19 potential immunogenicity B-cell epitopes, including 2 epitopes located within the RBD region were reported using in silico analysis. 17 of them have >14 amino acids. The B-cell epitopes which had highest score in this study is the 1052-FPQSAPH-1058 located at position 1052aa of S protein. 499 T-cell epitopes bound 34 most popular HLA alleles in the Chinese population were also found. Around 30 candidate vaccine peptides in which 5 peptides located within the RBD region and 17 of them contained both B- and T-cell epitopes, were designed [111]. These vaccine candidates are theoretically able to induce either specific humoral or cellular immune against SARS-CoV-2.
A panel of five humanized single domain antibodies (sdAbs) or nanobodies, 1E2, 2F2, 3F11, 4D8 and 5F8, was recently discovered. These sdAbs bound SARS-CoV-2 tightly but not SARS-CoV, except for 5F8 could bind both viruses but with weaker affinity to SARS-CoV. They also showed neutralization activity against both pseudotyped and authentic SARS-CoV-2. 1E2, 3F11 and 4D8 completely prevented SARS-CoV-2 RBD-ACE2 binding but this effect of 2F2 and 5F8 was only partial. Interestingly, the fusion of the human IgG1 Fc to these sdAbs improved their neutralization activity by 10- to 80-fold [112].

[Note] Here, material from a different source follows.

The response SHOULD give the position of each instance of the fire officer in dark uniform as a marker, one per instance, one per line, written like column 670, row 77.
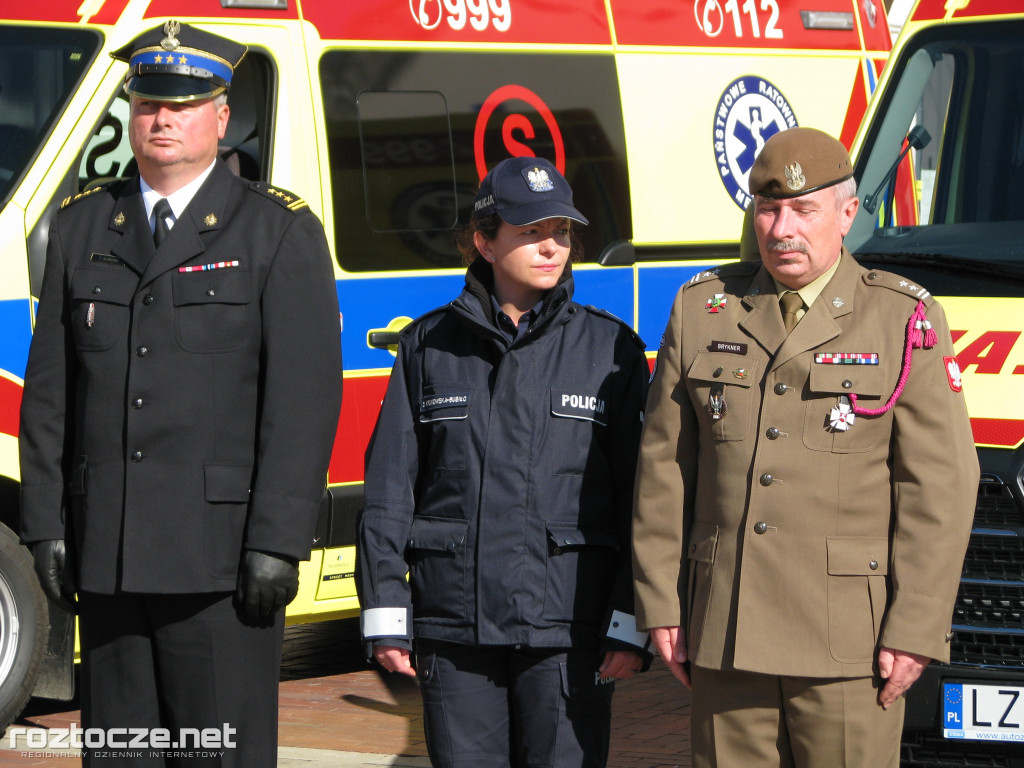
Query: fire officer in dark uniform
column 180, row 401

Due to the lack of repairing mechanism of RNA virus replicase complex, SARS-CoV-2 mutations frequently occur during viral replication [111]. The genetic drifts of SARS-CoV-2 are a selective evolution toward less immunogenicity for host immune surveillance by T- or B-cells. The latter appearing strains are less immunogenic than earlier ones [113]. Antigenic drift is also reported in the COVID-19 pandemic. The highly prevalent 23403A > G (p.D614G) variant in the European population may result in vaccine mismatches with little protection to that group of patients [114,115].

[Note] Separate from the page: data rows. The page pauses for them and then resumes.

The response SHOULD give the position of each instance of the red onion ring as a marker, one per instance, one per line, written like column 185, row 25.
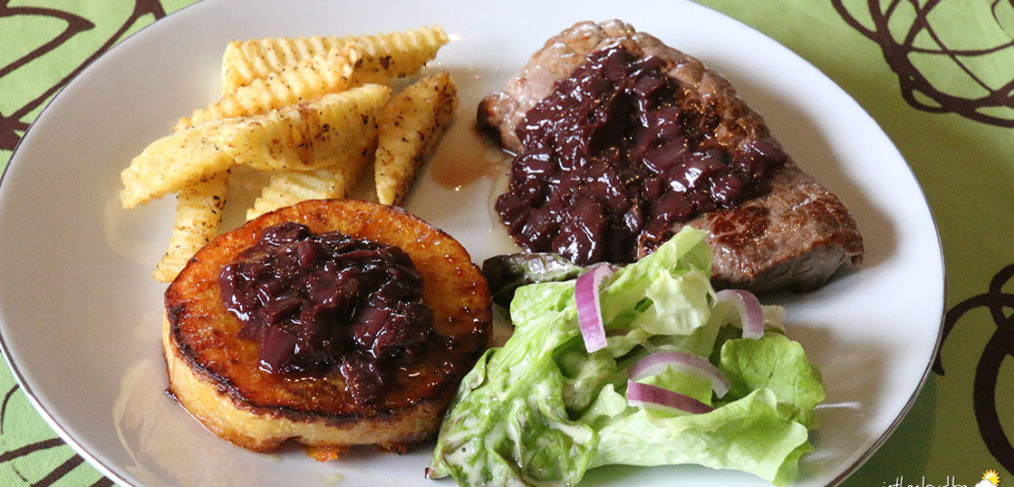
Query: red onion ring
column 589, row 308
column 680, row 362
column 644, row 395
column 750, row 315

Though SARS-COV-2 genome has a much lower mutation rate and genetic diversity than SARS, some of its mutations attract the special attention of scientists. Single amino acid mutation R408I in RBD can reduce the affinity of ACE2 receptor binding [115] that leads to a low or ineffective vaccine for the future epidemic. Effectively, sequence alignment showed that this 408R is strictly conserved in SARS-CoV-2, SARS-CoV. 408R located at the interface between RBD and ACE2, but positioned relatively far away from ACE2, does not have direct interaction with ACE2. 408R can form a hydrogen bond with the 90 N of ACE2. This hydrogen bond is suggested to contribute to the high binding affinity of ACE2 binding [115].